The very day after that glorious coronation Middle Earth threw for Aragorn at the end of Return of the King, those faithful to Sauron went about their dirty work, intent on undermining the popular leader. They spread a vicious lie he was not a real Gondorian, that in fact, he was born in the wilderness from whence came those savage Oliphaunt jockeys--even that he was in truth an Oliphaunt jockey, himself, who secretly hated the civilized men of Middle Earth. Every single thing he tried to accomplish for his people was met by sneaky Orc resistance. The disgusting vermin disguised themselves in human costumes and protested that Aragorn was forcing un-Gondorian ways down the throats of his countrymen. They even ridiculed his queen, calling Arwen a pointy-eared Balrog. Conducting this chorus of deceit was Wormtongue, who had escaped justice by convincing the gullible and slow of mind that he was the only fair and balanced voice left in Middle Earth and not the honorless and traitorous fox he had so often proven himself to be.

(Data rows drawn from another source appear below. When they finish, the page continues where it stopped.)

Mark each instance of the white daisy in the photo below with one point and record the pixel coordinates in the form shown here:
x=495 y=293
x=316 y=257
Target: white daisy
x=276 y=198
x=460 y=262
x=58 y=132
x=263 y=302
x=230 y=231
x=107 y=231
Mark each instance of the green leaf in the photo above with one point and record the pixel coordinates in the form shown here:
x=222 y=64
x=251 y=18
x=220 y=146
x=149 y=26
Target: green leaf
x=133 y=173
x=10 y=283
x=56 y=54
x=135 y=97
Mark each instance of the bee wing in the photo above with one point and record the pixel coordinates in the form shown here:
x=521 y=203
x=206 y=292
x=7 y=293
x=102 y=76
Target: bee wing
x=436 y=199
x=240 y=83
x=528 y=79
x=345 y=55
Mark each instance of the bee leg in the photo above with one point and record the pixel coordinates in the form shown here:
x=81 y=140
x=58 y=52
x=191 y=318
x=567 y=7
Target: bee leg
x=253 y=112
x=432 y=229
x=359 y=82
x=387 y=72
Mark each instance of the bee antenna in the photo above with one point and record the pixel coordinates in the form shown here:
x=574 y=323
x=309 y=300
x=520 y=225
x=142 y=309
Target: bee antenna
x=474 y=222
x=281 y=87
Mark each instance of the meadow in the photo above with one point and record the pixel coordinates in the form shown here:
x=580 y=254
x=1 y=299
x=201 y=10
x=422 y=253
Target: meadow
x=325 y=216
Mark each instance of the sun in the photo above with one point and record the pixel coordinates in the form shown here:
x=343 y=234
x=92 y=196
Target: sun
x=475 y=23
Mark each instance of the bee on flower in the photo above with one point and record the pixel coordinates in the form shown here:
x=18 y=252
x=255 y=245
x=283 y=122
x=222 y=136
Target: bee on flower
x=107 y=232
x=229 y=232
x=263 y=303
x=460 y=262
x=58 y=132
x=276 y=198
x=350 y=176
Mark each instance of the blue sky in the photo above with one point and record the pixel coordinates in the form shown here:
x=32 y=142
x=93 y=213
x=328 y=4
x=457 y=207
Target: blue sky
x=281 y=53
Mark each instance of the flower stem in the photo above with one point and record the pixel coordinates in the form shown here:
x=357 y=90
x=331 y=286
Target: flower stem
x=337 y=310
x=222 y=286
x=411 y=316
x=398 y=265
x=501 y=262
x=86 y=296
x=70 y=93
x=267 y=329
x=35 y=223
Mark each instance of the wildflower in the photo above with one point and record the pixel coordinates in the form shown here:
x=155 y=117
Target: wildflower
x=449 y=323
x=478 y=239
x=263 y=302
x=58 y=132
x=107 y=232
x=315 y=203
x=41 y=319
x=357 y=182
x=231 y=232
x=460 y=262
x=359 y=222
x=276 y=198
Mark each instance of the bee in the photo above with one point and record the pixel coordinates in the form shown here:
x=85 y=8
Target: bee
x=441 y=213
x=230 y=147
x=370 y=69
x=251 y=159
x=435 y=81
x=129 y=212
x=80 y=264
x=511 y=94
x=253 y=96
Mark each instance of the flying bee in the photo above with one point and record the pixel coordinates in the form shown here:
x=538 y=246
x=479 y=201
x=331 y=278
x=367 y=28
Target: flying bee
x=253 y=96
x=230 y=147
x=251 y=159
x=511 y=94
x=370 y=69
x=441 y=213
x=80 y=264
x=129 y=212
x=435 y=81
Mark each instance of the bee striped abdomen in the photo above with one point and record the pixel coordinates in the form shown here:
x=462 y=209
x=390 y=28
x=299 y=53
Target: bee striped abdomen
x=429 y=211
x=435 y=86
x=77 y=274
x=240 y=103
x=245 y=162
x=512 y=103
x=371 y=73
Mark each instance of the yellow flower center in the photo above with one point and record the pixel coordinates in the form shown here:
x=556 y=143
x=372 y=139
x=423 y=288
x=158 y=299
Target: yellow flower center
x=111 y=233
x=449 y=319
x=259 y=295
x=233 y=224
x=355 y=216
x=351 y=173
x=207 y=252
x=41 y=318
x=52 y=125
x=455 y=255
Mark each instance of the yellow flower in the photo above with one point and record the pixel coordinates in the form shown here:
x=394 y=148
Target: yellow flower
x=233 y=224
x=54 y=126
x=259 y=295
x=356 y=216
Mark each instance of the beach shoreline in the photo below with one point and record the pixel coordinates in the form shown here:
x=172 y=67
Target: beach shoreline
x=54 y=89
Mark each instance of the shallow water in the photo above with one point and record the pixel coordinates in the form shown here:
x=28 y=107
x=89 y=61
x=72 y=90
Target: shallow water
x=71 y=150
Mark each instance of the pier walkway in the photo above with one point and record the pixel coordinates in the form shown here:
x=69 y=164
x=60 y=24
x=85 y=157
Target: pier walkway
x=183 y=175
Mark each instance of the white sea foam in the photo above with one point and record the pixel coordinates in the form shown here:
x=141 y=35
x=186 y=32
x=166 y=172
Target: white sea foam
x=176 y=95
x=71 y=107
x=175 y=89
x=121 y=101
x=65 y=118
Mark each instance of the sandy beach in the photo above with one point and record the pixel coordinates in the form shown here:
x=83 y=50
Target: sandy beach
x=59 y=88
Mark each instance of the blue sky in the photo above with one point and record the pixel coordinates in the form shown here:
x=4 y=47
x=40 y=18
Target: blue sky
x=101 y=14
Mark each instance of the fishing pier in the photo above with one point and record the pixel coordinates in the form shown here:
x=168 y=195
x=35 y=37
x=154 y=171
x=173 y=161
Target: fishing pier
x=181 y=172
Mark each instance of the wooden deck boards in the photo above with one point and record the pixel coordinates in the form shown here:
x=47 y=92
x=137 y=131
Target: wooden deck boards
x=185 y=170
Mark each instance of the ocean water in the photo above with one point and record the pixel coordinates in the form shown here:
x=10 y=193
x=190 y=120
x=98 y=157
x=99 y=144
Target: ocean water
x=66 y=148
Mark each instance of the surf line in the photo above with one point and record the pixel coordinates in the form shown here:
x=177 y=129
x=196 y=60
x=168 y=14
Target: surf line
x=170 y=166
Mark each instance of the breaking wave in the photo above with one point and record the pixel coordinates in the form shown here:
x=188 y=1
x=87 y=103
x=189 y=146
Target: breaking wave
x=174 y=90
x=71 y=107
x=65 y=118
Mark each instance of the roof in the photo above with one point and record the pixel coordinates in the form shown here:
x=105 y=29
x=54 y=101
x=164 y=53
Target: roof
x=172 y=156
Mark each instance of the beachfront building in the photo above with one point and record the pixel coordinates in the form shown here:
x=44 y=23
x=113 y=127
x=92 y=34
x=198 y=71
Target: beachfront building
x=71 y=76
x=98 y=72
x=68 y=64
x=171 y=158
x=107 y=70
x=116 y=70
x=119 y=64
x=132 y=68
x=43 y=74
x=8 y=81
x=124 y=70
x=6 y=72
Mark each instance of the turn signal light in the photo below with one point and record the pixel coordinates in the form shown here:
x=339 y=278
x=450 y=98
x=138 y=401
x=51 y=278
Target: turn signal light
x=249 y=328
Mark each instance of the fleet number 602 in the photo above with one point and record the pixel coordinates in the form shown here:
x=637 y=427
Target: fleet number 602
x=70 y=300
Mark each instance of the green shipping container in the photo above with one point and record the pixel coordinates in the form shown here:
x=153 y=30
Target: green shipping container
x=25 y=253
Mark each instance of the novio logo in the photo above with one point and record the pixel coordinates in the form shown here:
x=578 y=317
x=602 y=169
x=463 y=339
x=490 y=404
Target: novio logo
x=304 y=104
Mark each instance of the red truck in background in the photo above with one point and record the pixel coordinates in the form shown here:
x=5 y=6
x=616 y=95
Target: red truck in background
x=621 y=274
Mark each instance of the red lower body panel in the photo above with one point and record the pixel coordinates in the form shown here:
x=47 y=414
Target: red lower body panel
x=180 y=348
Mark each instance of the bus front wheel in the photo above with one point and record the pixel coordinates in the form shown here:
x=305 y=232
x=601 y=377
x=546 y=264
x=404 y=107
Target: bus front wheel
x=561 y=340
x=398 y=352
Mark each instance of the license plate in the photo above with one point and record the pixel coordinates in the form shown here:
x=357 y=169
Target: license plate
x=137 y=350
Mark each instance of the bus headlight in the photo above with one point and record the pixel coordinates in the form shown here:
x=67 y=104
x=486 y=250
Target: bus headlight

At first, only the most stunted of Middle Earth's residents accepted these scurrilous lies. Excluding brave Samwise Gamgee and Merry, the entire Southern Shire came to believe the Wormtongue filth. As we recall, Hobbits were never the sharpest blades in Middle Earth's scabbard, anyway. Even the impetuous Pippin Took started complaining about how Aragorn should be doing things different, how this wasn't the course he had thought he was cheering for when Aragorn was crowned ... even though he hadn't really given it much forethought at the time.
Under this onslaught of treachery and untruth, more men wavered and turned against Aragorn, blaming him for conditions that had developed long before his ascension. Sauron and his beastly minions had left behind so much desolation, ruination and corruption that Middle Earthers from Minas Tirith to the Buckleberry Ferry had few options for gratification or even gainful employment. The Nazgul ring-wraiths, those walking-dead, dragon-master kings of industry who had kept Sauron in power, had hitherto loaded many of Middle Earth's best opportunities on pirate corsairs and sent them permanently into the Western Sea, all to avoid awarding fair compensation or the benefits of a physician's care. Moreover, the villainous wizard Saruman had so thoroughly befouled Middle Earth's forests that Ents were staggering into Lower Rohan drenched with the vile ichor that had fueled Mordor's fires. Volunteers did their utmost to cleanse the poison from the poor creatures but thousands succumbed, leaving behind a throng of demoralized Ent-huggers.
Two years into Aragorn's tenure, and his agenda was in trouble deeper than the mines of Moria. Gandalf and the Baggins boys (Frodo and Bilbo) rushed back from Elrond's Retirement Village in which they had been sharing a gopher hole, but there was little they could do to help. As the book sadly illustrates, when impatient, unreflective and frightened men enter willingly into the fantasy that an era of criminal incompetence can be set entirely right within such a small count of days, they are perfectly capable of looking for answers within the same black arts that had brought them to such woe. Most people, concludes Tolkien, are like Gollum at heart, eager to believe that even the most self-destructive of paths is "Precious."
So, as you can see, Trashing the King is undoubtedly too disheartening for those who relished the hope Tolkien wrote into the rest of his opus magnum. But in the end, it's just a work of fiction, yes? In fact, I made it all up. There is no such book as Trashing the King. You can do that now, in this lesser age ... say anything you want. Who's to stop you?